Benchmarking Your Bank: How Leadership Priorities Change

benchmark-9-13-17.pngWhile some issues are of near universal concern among financial services organizations, some concerns vary by size of institution.

For example, according to the 2017 Financial Institutions Compensation and Benefits Survey conducted by Crowe Horwath LLP, larger banks are much more likely than smaller banks to report they had enacted an organized effort to recruit new board members. On the other hand, smaller organizations are more likely than larger organizations to report they had documented plans for CEO succession. The survey included responses from banks under $250 million in assets and over $1 billion in assets.

Leadership Issues
Among the smallest banks in the survey (those with $250 million or less in assets), fewer than a third (32.8 percent) reported they had an organized effort in place for finding new board members. As banks grow larger, however, board recruitment appears to become a higher priority.

Among banks in various midsize categories, between 40 and 43 percent of survey respondents said they had board recruitment plans. But among the largest banks in the survey (those with $5 billion or more in assets), 57.1 percent reported they had organized efforts to recruit new board members.

Conversely, the issue of CEO succession appears to be of greater concern among smaller banks. Among banks with $250 million or less in assets, 70.6 percent reported they had documented plans for CEO and other high-level executive succession. That number declines steadily as bank sizes become larger. Among banks with $5 billion or more in assets, only 42.9 percent of the survey respondents had documented CEO or executive succession plans in place.

Similar trends are seen when comparing survey responses according to the size of the community in which the bank is located. Two-thirds (67.0 percent) of the banks in communities with populations less than 100,000 had documented CEO or executive succession plans. But among the banks in larger communities (those with more than 100,000 in population), fewer than half (48.8 percent) had such plans in place.

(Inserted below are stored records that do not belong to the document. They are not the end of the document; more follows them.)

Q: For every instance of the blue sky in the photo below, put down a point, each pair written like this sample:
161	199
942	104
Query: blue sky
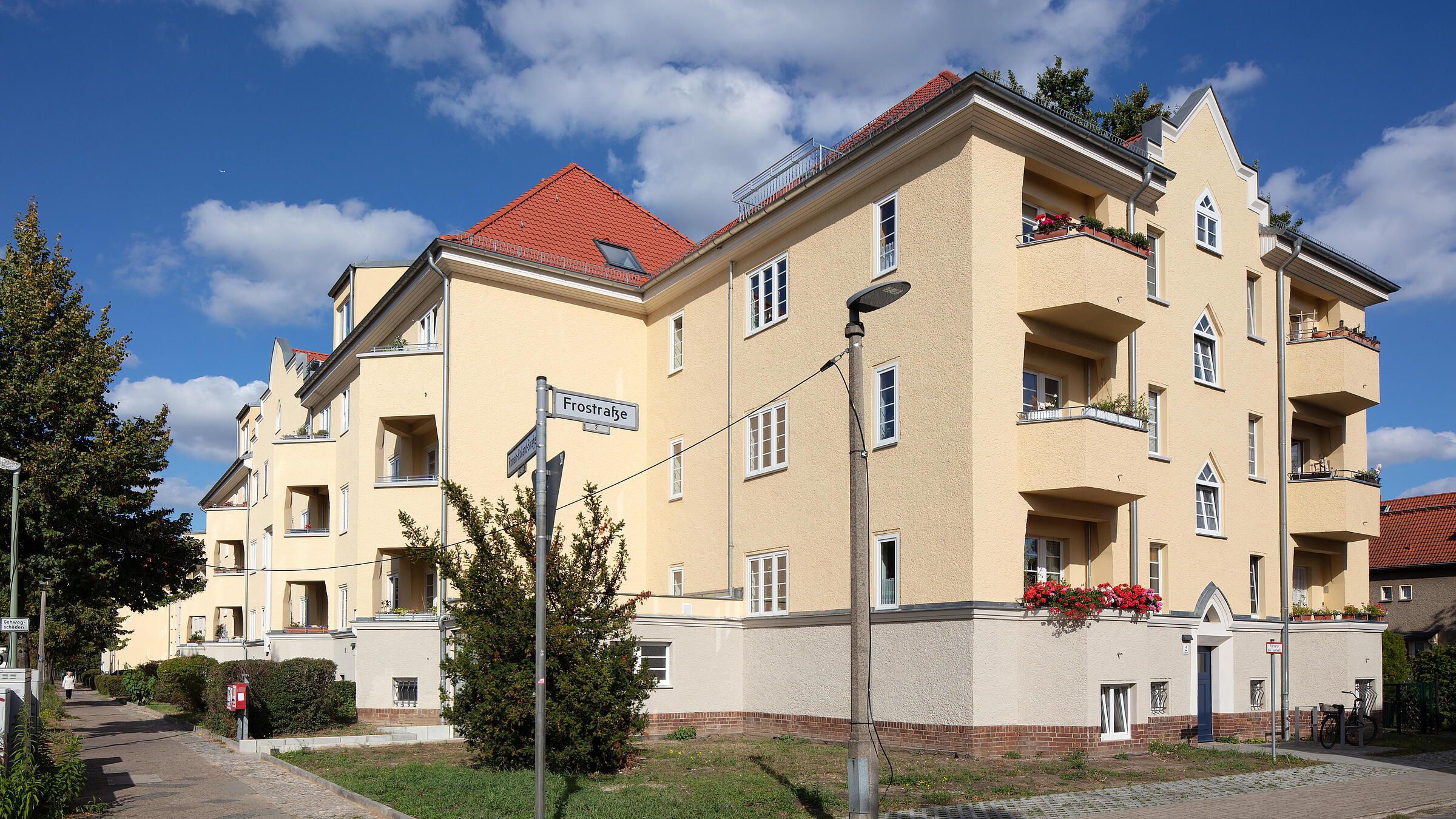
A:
215	165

The reasons for such size-related differences are not always obvious. One might speculate that small banks with smaller executive teams are more dependent on their CEOs and thus are more concerned about being prepared for a change in the top executive office, particularly if they have a smaller pool of potential candidates from which to choose.

On the other hand, in some instances succession planning also could be used as a tool for retaining promising executives. Being named in a succession plan could encourage senior managers to stay with a smaller bank rather than joining a super-regional for more money and opportunity.

Regulatory Issues
Size-related patterns also were seen in the survey responses related to current regulatory developments. Survey respondents were asked to rate their organizations’ levels of concern, understanding and preparedness regarding planned changes to the overtime pay exemption and federal minimum wage rules under the Fair Labor Standards Act and to pending executive pay disclosure requirements under Dodd-Frank.

In these areas, the disparities were less surprising, given the likely impact of these regulatory changes on banks of various sizes. Banks with more than $5 billion in assets expressed significantly higher levels of concern about proposed Dodd-Frank pay-for-performance and pay ratio disclosure requirements than did smaller banks—presumably reflecting higher executive pay scales in large banks. At the same time, though, the largest banks also expressed higher confidence levels in their understanding of and preparation for these requirements.

Smaller banks generally expressed higher levels of concern about the effects of overtime rule changes.

Interestingly, the survey indicates noticeable jumps in the average salaries for several categories of branch and operations management positions. The presumption in this case is that banks are adjusting pay scales in anticipation of the expected overtime rule changes.

Survey data coupled with other research can provide bank directors and officers with useful insights into how other organizations are responding, while also helping them compare their own leadership priorities against those of their industry peers.